J'avais oublié de fermer mon rideau et de baisser ma jalousie; la nuit était belle, la lune pleine et brillante, et, lorsque ses rayons vinrent frapper sur ma fenêtre, leur éclat, que rien ne voilait, me réveilla. J'ouvris les yeux et je regardai cette belle lune d'un blanc d'argent et claire comme le cristal : c'était magnifique, mais trop solennel; je me levai à demi et j'étendis le bras pour fermer le rideau.

Mais, grand Dieu ! quel cri j'entendis tout à coup !

Un son aigu, sauvage, perçant, qui retentit d'un bout à l'autre de Thornfield, venait de briser le silence et le repos de la nuit.

Mon pouls s'arrêta; mon cœur cessa de battre; mon bras étendu se paralysa. Mais le cri ne fut pas renouvelé; du reste, aucune créature humaine n'aurait pu répéter deux fois de suite un semblable cri; non, le plus grand condor des Andes n'aurait pas pu, deux fois de suite, envoyer un pareil hurlement vers le ciel : il fallait bien se reposer, avant de renouveler un tel effort.

Le cri était parti du troisième; il sortait de la chambre placée au-dessus de la mienne. Je prêtai l'oreille, et j'entendis une lutte, une lutte qui devait être terrible, à en juger d'après le bruit; une voix à demi étouffée cria trois fois de suite :

« Au secours ! au secours ! Personne ne viendra-t-il ? » continuait la voix; et pendant que le bruit des pas et de la lutte continuait à se faire entendre, je distinguai ces mots : « Rochester, Rochester, venez, pour l'amour de Dieu ! »

Une porte s'ouvrit; quelqu'un se précipita dans le corridor; j'entendis les pas d'une nouvelle personne dans la chambre où se passait la lutte; quelque chose tomba à terre, et tout rentra dans le silence.

Je m'étais habillée, bien que mes membres tremblassent d'effroi. Je sortis de ma chambre; tout le monde s'était levé, on entendait dans les chambres des exclamations et des murmures de terreur; les portes s'ouvrirent l'une après l'autre, et le corridor fut bientôt plein; les dames et les messieurs avaient quitté leurs lits.

« Eh ! qu'y a-t-il ? disait-on. Qui est-ce qui est blessé ? Qu'est-il arrivé ? Allez chercher une lumière. Est-ce le fou, ou sont-ce des voleurs ? Où faut-il courir ?

Sans le clair de lune on aurait été dans une complète obscurité; tous couraient çà et là et se pressaient l'un contre l'autre, quelques-uns sanglotaient, d'autres tremblaient; la confusion était générale.

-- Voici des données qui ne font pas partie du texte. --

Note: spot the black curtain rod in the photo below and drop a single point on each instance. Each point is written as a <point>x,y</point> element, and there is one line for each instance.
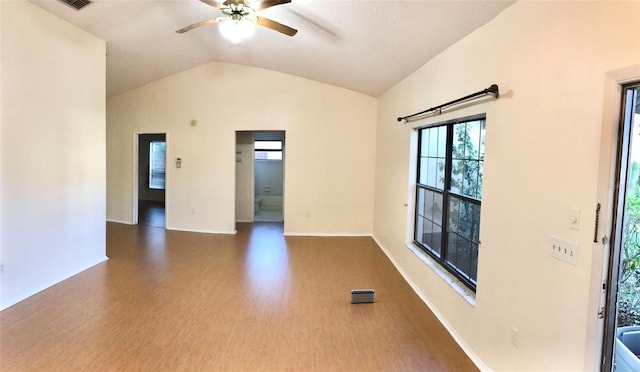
<point>493,89</point>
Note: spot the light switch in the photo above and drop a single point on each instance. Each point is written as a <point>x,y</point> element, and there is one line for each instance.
<point>574,219</point>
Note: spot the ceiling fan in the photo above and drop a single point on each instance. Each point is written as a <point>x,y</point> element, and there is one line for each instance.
<point>239,18</point>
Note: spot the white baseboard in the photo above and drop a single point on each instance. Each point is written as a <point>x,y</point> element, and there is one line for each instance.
<point>63,277</point>
<point>118,221</point>
<point>328,234</point>
<point>223,232</point>
<point>463,345</point>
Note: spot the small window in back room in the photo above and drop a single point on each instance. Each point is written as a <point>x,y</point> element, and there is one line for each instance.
<point>268,150</point>
<point>157,165</point>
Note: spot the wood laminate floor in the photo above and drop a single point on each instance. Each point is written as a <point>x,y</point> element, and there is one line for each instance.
<point>169,301</point>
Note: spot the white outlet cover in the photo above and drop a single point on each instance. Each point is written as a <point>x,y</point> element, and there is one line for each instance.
<point>563,250</point>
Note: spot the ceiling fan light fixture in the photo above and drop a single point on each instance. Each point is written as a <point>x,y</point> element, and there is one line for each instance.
<point>237,30</point>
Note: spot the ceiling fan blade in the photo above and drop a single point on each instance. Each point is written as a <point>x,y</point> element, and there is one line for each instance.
<point>199,24</point>
<point>276,26</point>
<point>214,4</point>
<point>268,4</point>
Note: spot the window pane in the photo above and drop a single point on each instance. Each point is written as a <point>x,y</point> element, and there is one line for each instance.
<point>424,142</point>
<point>268,155</point>
<point>157,165</point>
<point>433,142</point>
<point>437,208</point>
<point>465,221</point>
<point>419,229</point>
<point>422,177</point>
<point>483,125</point>
<point>440,174</point>
<point>475,227</point>
<point>267,145</point>
<point>472,145</point>
<point>420,202</point>
<point>432,172</point>
<point>470,178</point>
<point>457,169</point>
<point>454,206</point>
<point>442,141</point>
<point>473,265</point>
<point>428,204</point>
<point>459,135</point>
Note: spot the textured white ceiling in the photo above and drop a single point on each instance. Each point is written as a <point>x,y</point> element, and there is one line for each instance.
<point>365,46</point>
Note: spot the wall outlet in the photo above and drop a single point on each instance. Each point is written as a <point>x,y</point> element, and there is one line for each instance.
<point>563,250</point>
<point>515,336</point>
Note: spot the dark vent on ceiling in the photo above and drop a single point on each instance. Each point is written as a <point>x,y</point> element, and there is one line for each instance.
<point>77,4</point>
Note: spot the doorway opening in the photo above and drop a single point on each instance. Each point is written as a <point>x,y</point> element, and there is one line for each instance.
<point>621,347</point>
<point>152,165</point>
<point>260,159</point>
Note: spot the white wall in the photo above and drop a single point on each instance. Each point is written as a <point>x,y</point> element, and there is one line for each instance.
<point>551,61</point>
<point>330,137</point>
<point>52,179</point>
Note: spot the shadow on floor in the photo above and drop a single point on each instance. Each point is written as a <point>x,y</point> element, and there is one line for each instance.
<point>151,213</point>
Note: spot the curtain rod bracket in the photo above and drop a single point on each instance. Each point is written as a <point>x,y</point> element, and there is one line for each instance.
<point>493,89</point>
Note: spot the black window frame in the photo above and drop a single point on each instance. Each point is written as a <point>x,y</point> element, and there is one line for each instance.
<point>258,149</point>
<point>471,203</point>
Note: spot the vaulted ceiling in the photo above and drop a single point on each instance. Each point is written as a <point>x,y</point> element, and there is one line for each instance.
<point>365,46</point>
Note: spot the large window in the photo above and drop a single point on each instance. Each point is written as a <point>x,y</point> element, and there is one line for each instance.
<point>448,195</point>
<point>157,165</point>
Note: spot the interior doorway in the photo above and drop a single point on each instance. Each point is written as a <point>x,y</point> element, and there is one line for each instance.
<point>260,163</point>
<point>151,188</point>
<point>621,346</point>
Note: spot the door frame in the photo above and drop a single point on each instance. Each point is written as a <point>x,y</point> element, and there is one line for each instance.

« Où diable est Rochester ? s'écria le colonel Dent; je ne puis pas le trouver dans son lit.

—    Me voici, répondit une voix; rassurez-vous tous, je viens. »

La porte du corridor s'ouvrit et Mr Rochester s'avança avec une chandelle; il descendait de l'étage supérieur; quelqu'un courut à lui et lui saisit le bras : c'était Mlle Ingram.

« Quel est le terrible événement qui vient de se passer ? dit-elle; parlez et ne nous cachez rien.

—    Ne me jetez pas par terre et ne m'étranglez pas ! répondit-il; car les demoiselles Eshton se pressaient contre lui, et les deux douairières, avec leurs amples vêtements blancs, s'avançaient à pleines voiles. Il n'y a rien ! s'écria-t-il; c'est bien du bruit pour peu de chose; mesdames, retirez-vous, ou vous allez me rendre terrible. »

Et, en effet, son regard était terrible; ses yeux noirs étincelaient; faisant un effort pour se calmer, il ajouta :

« Une des domestiques a eu le cauchemar, voilà tout; elle est irritable et nerveuse; elle a pris son rêve pour une apparition ou quelque chose de semblable, et a eu peur. Mais, maintenant, retournez dans vos chambres; je ne puis pas aller voir ce qu'elle devient, avant que tout soit rentré dans l'ordre et le silence. Messieurs, ayez la bonté de donner l'exemple aux dames; mademoiselle Ingram, je suis persuadé que vous triompherez facilement de vos craintes; Amy et Louisa, retournez dans vos nids comme deux petites tourterelles; mesdames, dit-il, en s'adressant aux douairières, si vous restez plus longtemps dans ce froid corridor, vous attraperez un terrible rhume. »

Et ainsi, tantôt flattant et tantôt ordonnant, il s'efforça de renvoyer chacun dans sa chambre. Je n'attendis pas son ordre pour me retirer; j'étais sortie sans que personne me remarquât, je rentrai de même.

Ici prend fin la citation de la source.